Established players aren't selling on all platforms. Any platform doing more than $1bn in ad revenue operated their own ad sales platform.

The only players that sell through third parties are sub-scale publishers, and that is a shit business to be in. If that's what OpenAI is aiming for then they will never be able to compete with Google.

I'm not really sure what you're analogy about Coke is meant to mean here...

You're paying way too much for water.
They probably want to select for high-quality ads without having to be responsible for filtering issues, whether false positive or false negative, which will adversely affect their reputation with consumers and advertisers. They probably wait until they have enough data/experience to do that properly.
I agree with you, but IMO the details are too sparse here to figure out what's really happening. Still, it feels very dangerous to try to go the reseller route first as you lose a ton of control and become dependent on your partner to support all the feature you add yourself in a timely fashion.
It all seems a bit overly complicated to me. TikTok pretty much went straight to a self-serve platform and basically had immediate success. I would think if OpenAI did something similar there would be no shortage of advertisers wanting to spend money.
on tiktok you are not paying for ad inventory, which on that platform sucks, you're paying $10m+ to tip the scales in the algorithm towards organic content about your brand
How much established truth, official and legal is that?
how is this different than what OpenAI is trying to do?
we don't know

i assume the 22 year olds working 16h days at openai sincerely think people pay for ads on tiktok, and shitty low converting ads is why tiktok makes tons of money, and they sincerely think the solution to their lack of knowledge is delegating their core business to a DSP no one has ever heard of

I guess OpenAI couldn't train AdManagerGPT to ignore the client (except when it's time to renew), suggest more ad spend, and turn off any of the features that let you control your budget.
It makes sense to me.

You pay extra but you just plug in into a framework that already works.
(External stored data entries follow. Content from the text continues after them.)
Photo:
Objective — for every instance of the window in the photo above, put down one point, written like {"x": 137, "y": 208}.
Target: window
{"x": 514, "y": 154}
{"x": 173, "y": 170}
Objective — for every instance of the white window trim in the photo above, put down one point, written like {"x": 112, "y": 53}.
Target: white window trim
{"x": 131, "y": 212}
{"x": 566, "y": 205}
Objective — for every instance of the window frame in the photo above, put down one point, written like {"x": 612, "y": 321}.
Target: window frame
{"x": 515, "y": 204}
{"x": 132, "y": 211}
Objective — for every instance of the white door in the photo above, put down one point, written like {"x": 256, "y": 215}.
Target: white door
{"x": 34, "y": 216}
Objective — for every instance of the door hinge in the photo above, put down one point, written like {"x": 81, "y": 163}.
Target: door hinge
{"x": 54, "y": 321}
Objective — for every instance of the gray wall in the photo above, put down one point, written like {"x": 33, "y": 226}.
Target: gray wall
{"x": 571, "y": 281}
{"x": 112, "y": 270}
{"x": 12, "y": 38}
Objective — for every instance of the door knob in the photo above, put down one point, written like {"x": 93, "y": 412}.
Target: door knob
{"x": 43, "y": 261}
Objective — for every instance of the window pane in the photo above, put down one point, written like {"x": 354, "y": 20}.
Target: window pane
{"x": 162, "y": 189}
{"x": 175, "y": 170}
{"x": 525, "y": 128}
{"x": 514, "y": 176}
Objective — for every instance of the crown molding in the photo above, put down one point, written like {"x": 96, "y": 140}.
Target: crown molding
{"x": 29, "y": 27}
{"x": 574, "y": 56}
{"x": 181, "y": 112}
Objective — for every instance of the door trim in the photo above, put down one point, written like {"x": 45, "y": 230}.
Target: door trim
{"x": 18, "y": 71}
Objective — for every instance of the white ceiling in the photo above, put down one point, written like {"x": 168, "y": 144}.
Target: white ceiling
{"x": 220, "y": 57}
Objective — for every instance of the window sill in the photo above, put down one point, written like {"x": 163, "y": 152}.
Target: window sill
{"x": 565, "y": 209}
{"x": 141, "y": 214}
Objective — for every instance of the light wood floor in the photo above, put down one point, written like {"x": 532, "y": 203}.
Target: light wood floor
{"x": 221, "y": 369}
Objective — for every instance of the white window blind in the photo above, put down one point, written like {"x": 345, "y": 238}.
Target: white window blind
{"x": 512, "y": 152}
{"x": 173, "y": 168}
It's also easier to drop the potato if it gets hot.

It's just surprising, since it's objectively better to own the platform, and the company has a mind boggling amount of money, and allegedly coding agents capable of 10xing developer output. Why would they not be able to do it in house? It shouldn't be a capacity or capability issue.

That makes me think it's just another higher level money game, and there will be some weird investments in which neither company does anything of material value in exchange except spin some number wheels.

I find it a good surprise. Signals they probably don't want to become an advertising company, which is what every other tech business ended up becoming. And that is not against having ads be a core revenue driver, like for companies in other sectors.
The missing part seems to be that they need infusions of money to keep this “business model” running a little longer. In this world if you want prompt money and lots of it, advertising is the way.
They're road mapping. Trying things out. Their entire current ad eco-system may change internally in a week.
why would you be surprised about this? its pretty obvious that execs give no fucks except for money.
They probably don't have the systems to do this themselves yet. They obviously will.
My guess is that three letter agencies will have access to this data and are requiring this partnership.
Three letter agencies are telling OpenAI to partner with a Toronto based ad platform?
Ad networks / information brokers in general would be too sweet of a prize to pass up. It’s a weak link in the chain, if they’re not exploiting it they’re not doing their jobs. Being foreign data is a bonus.